I would like to return to Charles Bernstein’s statement about getting beyond field theory ‘with its implicit “perception” onto a given world rather than…onto the language of which the world is constituted’, because it seems to me that everything turns on the view that imputes history (i.e., the way in which we address the world) to the language we use (are given) to define it. Whatever truth one may see in that insight, is it not, for the purpose of escaping the identity so conferred, hopelessly simplistic?  As if we ourselves, as if that very analysis, were not the product of a thousand years of history, which, thinking to throw off, we drag further. And by that I am not suggesting that we give up all effort to change. Willy nilly, we change. I mean that, change how we will, we cannot replace our essence. It will always be a case of plus ça change.

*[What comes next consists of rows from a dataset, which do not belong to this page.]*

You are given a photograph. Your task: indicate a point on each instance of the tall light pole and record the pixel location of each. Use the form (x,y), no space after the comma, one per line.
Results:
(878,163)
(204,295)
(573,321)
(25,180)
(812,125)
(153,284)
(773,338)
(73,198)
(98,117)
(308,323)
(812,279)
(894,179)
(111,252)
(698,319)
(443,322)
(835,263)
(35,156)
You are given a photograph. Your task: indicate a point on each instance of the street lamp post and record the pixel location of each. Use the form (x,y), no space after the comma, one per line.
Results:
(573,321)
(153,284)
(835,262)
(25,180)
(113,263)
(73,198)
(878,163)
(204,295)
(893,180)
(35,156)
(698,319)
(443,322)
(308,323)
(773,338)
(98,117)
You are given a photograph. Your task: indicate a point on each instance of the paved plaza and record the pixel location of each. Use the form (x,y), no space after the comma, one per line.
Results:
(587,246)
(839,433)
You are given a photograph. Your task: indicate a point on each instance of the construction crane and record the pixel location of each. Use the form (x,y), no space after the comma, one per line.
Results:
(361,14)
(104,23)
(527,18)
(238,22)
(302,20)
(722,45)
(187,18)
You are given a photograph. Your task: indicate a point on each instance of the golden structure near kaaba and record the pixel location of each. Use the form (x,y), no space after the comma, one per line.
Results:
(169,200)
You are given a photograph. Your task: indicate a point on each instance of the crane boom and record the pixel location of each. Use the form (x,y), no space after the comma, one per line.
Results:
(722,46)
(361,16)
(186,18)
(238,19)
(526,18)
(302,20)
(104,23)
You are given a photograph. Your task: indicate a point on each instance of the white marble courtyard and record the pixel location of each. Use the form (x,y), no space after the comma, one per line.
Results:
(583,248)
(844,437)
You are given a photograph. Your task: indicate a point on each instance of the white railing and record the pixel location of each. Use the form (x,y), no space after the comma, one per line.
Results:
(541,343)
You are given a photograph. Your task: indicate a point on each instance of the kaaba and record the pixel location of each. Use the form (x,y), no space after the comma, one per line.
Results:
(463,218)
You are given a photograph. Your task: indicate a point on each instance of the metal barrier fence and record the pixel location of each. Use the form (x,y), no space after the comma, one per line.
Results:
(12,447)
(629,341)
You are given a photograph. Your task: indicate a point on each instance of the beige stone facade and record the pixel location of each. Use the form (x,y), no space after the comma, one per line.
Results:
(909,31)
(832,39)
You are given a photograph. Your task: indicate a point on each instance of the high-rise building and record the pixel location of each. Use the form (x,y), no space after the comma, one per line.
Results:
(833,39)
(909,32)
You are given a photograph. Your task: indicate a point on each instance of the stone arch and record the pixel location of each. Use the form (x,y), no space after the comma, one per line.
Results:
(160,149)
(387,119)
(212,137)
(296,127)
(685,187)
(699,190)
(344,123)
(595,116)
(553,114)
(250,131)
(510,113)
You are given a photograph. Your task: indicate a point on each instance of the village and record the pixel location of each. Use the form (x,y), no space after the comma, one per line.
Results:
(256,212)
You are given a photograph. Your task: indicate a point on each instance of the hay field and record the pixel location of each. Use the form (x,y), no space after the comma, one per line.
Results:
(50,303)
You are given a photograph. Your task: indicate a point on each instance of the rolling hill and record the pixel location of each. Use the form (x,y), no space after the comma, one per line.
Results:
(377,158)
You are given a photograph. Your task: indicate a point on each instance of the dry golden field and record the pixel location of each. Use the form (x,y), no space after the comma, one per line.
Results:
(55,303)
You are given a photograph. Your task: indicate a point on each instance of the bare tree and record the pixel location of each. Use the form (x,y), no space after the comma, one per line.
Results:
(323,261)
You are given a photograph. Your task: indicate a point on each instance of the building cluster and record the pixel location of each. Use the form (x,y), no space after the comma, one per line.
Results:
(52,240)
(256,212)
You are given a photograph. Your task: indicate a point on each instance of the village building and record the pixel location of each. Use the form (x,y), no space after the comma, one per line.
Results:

There is also a question of logic here. The statement distinguishes between a ‘given’ world and ‘the language through which the world is constituted’. But if language constitutes the world, they are one and the same. There is no distinction. More to the point, it must also be the case that ‘language’ cannot be arbitrarily broken down into its elements and remain language. It consists of all its elements and the relations between them at once. But, for the sake of argument, let’s posit that, set in some convention-free dispensation, certain language elements ‘resonate’ meanings. There is, even in that case it seems to me, far better reason to find the ultimate source of their resonance not in their ‘freedom’ but in their history. In any case, it is not meanings alone that language poetry seeks to arouse but, through them, emotion too in the reader. But the way to it, according to l-p theorists, seems to be first through awakening in the reader an insight as to the nature of the language at hand (an intellectual operation), which then draws some sort of personally or politically reoriented emotion in its train. And the implication seems to be that once this point has been reached, the poem never again has anything to give the reader. For it is not the meanings (which, having been repressed, are not, strictly speaking, new) but their ‘liberation’ by the poem that releases the emotion. In short, language poetry can only, and only undertakes to, ‘liberate’ what is already there. That is to say, seeking to ‘liberate’ the meaning system, language poetry assumes a closed one. Hence, however many meanings it releases, by definition it cannot, nor does it seek to, create a single new one. One senses in all this the impulse we have become familiar with of late, the impulse to declare the end of history. In any case, it ought by now to be clear that, owing to its goals and methods, language poetry is more restrictive than the system it would subvert, the system that created all the meanings there are, and out of which alone new meanings (read history) will arise.

On this analysis, language poetry is a dead end.